Les autorités soudanaises ont brusquement ordonné l’expulsion de deux figures centrales du Programme alimentaire mondial (PAM), donnant à Laurent Bukera, directeur pays, et à Samantha Chattaraj, cheffe des opérations, 72 heures pour quitter le territoire. Aucune explication n’a été fournie, mais ce geste diplomatique soulève des inquiétudes au moment où des millions de Soudanais dépendent d’une aide vitale.
Le ministère des Affaires étrangères, qui a convoqué les intéressés pour leur notifier la décision, a insisté sur le respect de la souveraineté nationale, tout en assurant que la coopération avec les agences humanitaires continuerait « selon les lois et règles internationales ».
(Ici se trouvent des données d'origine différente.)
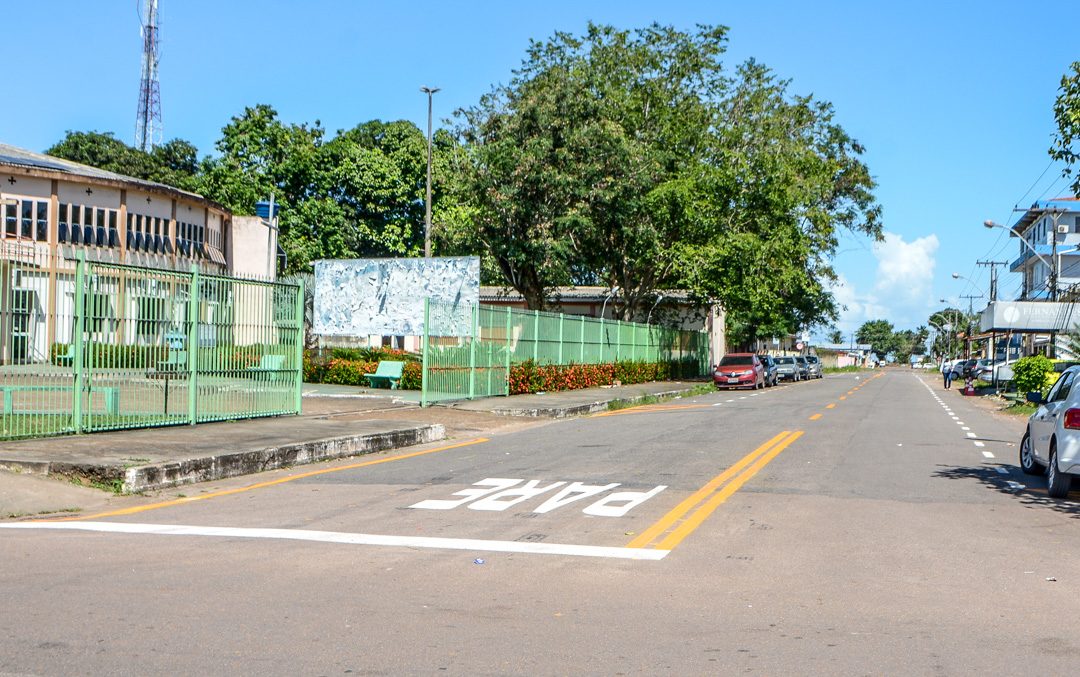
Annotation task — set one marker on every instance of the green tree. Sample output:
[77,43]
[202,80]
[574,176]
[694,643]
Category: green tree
[1067,116]
[631,159]
[879,335]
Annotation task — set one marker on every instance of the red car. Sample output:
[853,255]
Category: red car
[739,370]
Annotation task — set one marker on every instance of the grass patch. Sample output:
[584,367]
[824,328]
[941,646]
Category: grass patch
[1025,409]
[112,486]
[848,369]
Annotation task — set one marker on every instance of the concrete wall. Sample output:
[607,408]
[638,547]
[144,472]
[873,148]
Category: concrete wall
[247,245]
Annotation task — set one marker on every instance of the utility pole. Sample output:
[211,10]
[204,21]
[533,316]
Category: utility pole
[148,118]
[994,276]
[971,312]
[427,203]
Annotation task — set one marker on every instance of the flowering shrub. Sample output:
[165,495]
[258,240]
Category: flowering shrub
[348,371]
[527,377]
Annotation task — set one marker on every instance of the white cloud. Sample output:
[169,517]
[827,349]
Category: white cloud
[905,270]
[902,292]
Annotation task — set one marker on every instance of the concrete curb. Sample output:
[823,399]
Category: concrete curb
[584,408]
[153,476]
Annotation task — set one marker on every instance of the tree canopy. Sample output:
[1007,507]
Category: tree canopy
[1067,116]
[634,160]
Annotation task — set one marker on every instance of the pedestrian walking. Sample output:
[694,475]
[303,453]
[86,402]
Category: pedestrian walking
[947,373]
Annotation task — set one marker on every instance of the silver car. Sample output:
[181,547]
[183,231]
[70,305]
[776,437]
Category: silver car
[788,368]
[1052,441]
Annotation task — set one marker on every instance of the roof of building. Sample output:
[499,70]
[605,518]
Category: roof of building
[583,294]
[844,347]
[1041,206]
[28,160]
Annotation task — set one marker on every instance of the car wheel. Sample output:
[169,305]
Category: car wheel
[1027,462]
[1058,483]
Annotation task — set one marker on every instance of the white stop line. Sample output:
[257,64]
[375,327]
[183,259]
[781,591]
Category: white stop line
[352,539]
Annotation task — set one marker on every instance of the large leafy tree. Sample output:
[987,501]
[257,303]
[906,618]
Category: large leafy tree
[1067,114]
[630,159]
[880,336]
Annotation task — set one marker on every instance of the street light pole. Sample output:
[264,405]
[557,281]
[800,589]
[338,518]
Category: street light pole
[427,203]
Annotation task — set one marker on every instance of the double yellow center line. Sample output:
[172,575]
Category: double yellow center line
[679,523]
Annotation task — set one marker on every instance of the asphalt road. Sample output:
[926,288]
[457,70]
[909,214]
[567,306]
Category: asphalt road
[872,526]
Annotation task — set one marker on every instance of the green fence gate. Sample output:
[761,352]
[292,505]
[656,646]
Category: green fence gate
[91,346]
[469,350]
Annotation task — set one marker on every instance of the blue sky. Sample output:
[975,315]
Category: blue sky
[952,99]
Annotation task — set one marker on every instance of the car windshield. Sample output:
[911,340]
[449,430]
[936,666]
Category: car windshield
[737,361]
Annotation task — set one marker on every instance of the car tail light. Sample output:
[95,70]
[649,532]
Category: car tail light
[1072,419]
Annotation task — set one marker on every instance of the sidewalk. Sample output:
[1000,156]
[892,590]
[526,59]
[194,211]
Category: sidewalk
[337,421]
Sur le terrain pourtant, les humanitaires alertent sur une situation critique. Dans la ville de El Fasher, dans l’Ouest dévasté du Darfour, les affrontements entre les Forces armées soudanaises (SAF) et les Forces de soutien rapide (RSF) ont fait de nombreuses victimes civiles. L’accès humanitaire y est de plus en plus limité, alors que les besoins ne cessent de croître.
La guerre entre les deux camps, qui entre dans sa troisième année, a déjà tué des dizaines de milliers de personnes et provoqué le déplacement de millions d’autres, poussant le pays au bord de la famine. Les agences d’aide peinent à suivre, notamment face aux obstacles logistiques, aux pénuries de financements et désormais à l’instabilité politique grandissante.
Alors que les appels au dialogue se multiplient, la décision d’expulser deux figures du PAM résonne comme un nouveau coup porté aux efforts humanitaires. Loin des tractations diplomatiques, ce sont des familles entières, piégées entre les lignes de front et l’incertitude, qui risquent d’en payer le prix.